## -----------------------------WHY "?"----------------------------
# 1. Matching the Shortest Possible String:

When you want to match the shortest possible string between two specific patterns, you can use *?. For example:
pattern = r'<.*?>': This pattern matches HTML tags but does so in a non-greedy way, ensuring that it matches the shortest possible tag.

In [5]:
import re
html_text = "<div>This is <b>bold</b> and <i>italic</i></div>"
pattern = r'<.*?>'
matches = re.findall(pattern, html_text)
print(matches)


['<div>', '<b>', '</b>', '<i>', '</i>', '</div>']


In [4]:
# Without ? ( take all things from the first < to the last > )
import re
html_text = "<div>This is <b>bold</b> and <i>italic</i></div>"
pattern = r'<.*>'
matches = re.findall(pattern, html_text)
print(matches)

['<div>This is <b>bold</b> and <i>italic</i></div>']
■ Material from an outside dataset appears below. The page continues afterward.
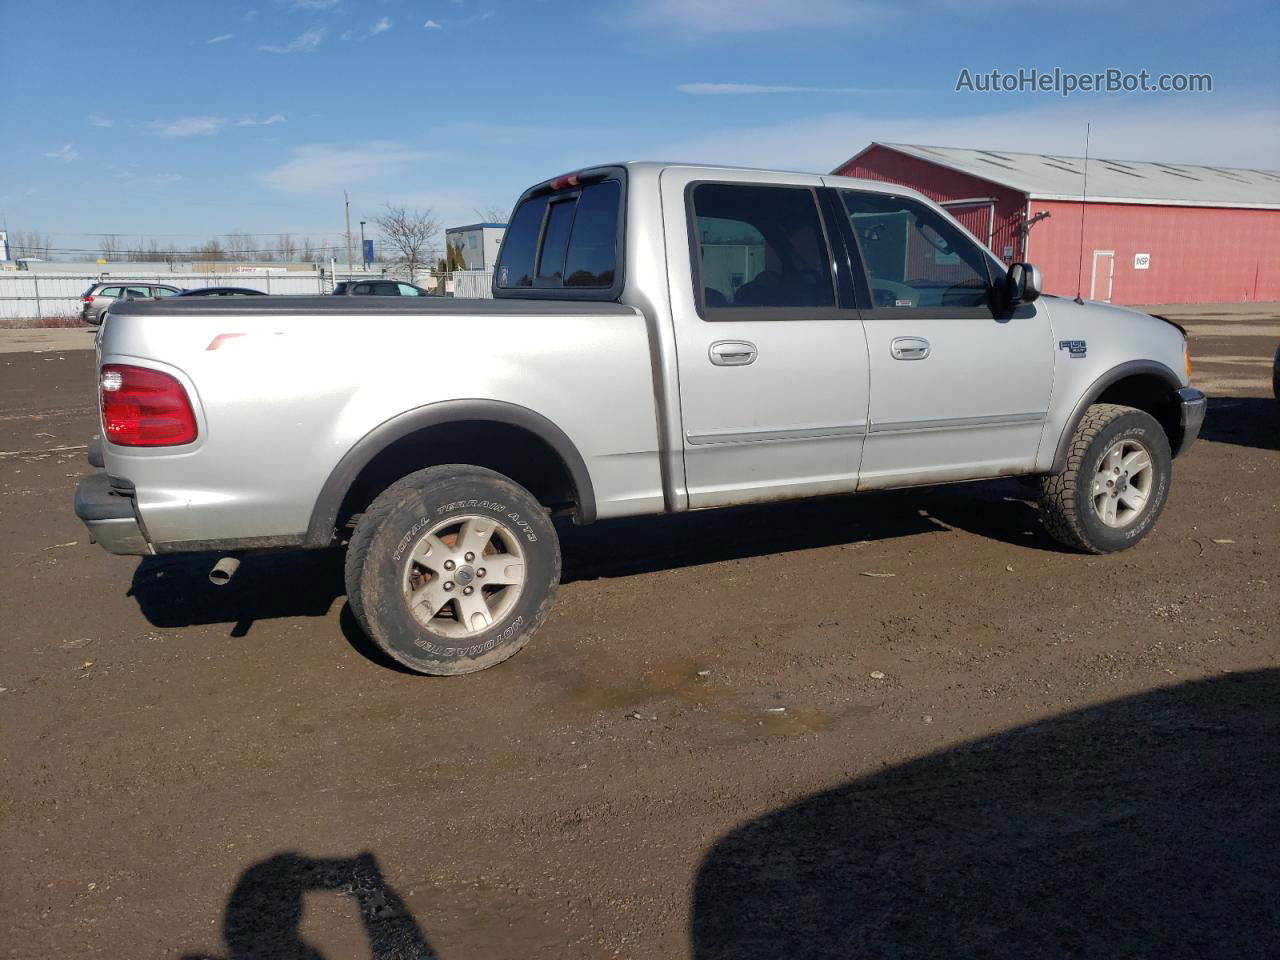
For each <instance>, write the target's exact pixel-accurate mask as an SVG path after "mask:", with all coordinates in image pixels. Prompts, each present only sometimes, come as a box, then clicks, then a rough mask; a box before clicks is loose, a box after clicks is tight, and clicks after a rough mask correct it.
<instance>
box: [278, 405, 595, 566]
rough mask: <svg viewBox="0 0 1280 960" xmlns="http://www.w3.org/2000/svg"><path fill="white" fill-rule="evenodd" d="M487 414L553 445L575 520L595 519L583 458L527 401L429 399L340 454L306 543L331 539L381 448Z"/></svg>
mask: <svg viewBox="0 0 1280 960" xmlns="http://www.w3.org/2000/svg"><path fill="white" fill-rule="evenodd" d="M480 420H486V421H492V422H499V424H507V425H508V426H515V428H520V429H522V430H526V431H527V433H530V434H532V435H534V436H536V438H539V439H540V440H543V442H544V443H545V444H547V445H548V447H550V448H552V449H553V451H556V454H557V456H558V457H559V458H561V462H562V463H563V466H564V468H566V471H567V472H568V475H570V477H571V479H572V481H573V488H575V490H576V494H577V522H579V524H591V522H594V521H595V489H594V488H593V486H591V475H590V474H589V472H588V470H586V461H584V460H582V454H581V453H579V452H577V447H575V445H573V442H572V440H570V439H568V436H567V435H566V434H564V431H563V430H561V429H559V428H558V426H556V424H553V422H552V421H550V420H548V419H547V417H544V416H543V415H541V413H536V412H534V411H532V410H529V408H527V407H521V406H518V404H516V403H504V402H502V401H485V399H460V401H443V402H440V403H429V404H426V406H424V407H416V408H415V410H410V411H406V412H403V413H398V415H397V416H394V417H392V419H390V420H387V421H384V422H381V424H379V425H378V426H375V428H374V429H372V430H370V431H369V433H367V434H365V435H364V436H361V438H360V439H358V440H357V442H356V443H355V445H353V447H352V448H351V449H349V451H347V453H344V454H343V457H342V460H339V461H338V465H337V466H335V467H334V468H333V471H332V472H330V474H329V477H328V479H326V480H325V481H324V486H321V488H320V494H319V495H317V497H316V502H315V506H314V507H312V508H311V521H310V522H308V524H307V532H306V539H305V540H303V545H305V547H314V548H319V547H328V545H329V544H330V543H332V541H333V534H334V526H335V524H337V522H338V511H339V509H340V508H342V502H343V500H344V499H346V497H347V493H348V492H349V490H351V486H352V484H353V483H355V481H356V477H357V476H360V471H362V470H364V468H365V467H366V466H369V463H370V462H371V461H372V460H374V457H376V456H378V454H379V453H381V452H383V451H385V449H387V448H388V447H390V445H392V444H393V443H396V442H397V440H401V439H403V438H406V436H408V435H410V434H413V433H417V431H419V430H424V429H426V428H431V426H442V425H444V424H460V422H467V421H480Z"/></svg>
# 2- Avoiding Over-Matching: 
If you have a pattern that could potentially match more than you intend, you can use *? to avoid over-matching. For example: pattern = r'a.*?b': This pattern matches anything starting with 'a' and ending with 'b', but it will match the shortest string possible. Without *?, it would match the longest string starting with 'a' and ending with 'b'.

In [1]:
import re
text = "aabababb"
pattern = r'a.*?b'
matches = re.findall(pattern, text)
print(matches)

['aab', 'ab', 'ab']


In [2]:
import re
text = "aabababb"
pattern = r'a.*b'
matches = re.findall(pattern, text)
print(matches)

['aabababb']


# 3- Matching Optional Patterns:
 When you have an optional pattern that may or may not be present, and you want to match it if it exists, you can use *?. For example:pattern = r'a.*?b': This pattern matches 'a' followed by any characters (zero or more), then 'b'. The *? ensures that if 'b' is not present, it still matches the 'a' part.

In [3]:
import re
text = "This is a sample text with optional pattern"
pattern = r'sample.*?pattern'
matches = re.findall(pattern, text)
print(matches)


['sample text with optional pattern']


# 4- Capturing the Smallest Group: 

When capturing groups in regular expressions, *? can be used to capture the smallest possible group. For example:pattern = r'(.*?)(\d+)': This pattern captures the smallest group of characters followed by digits. Without *?, it would capture the longest group of characters possible followed by digits.

In [4]:
import re
text = "abc123def456ghi789"
pattern = r'(.*?)(\d+)'
matches = re.findall(pattern, text)
print(matches)


[('abc', '123'), ('def', '456'), ('ghi', '789')]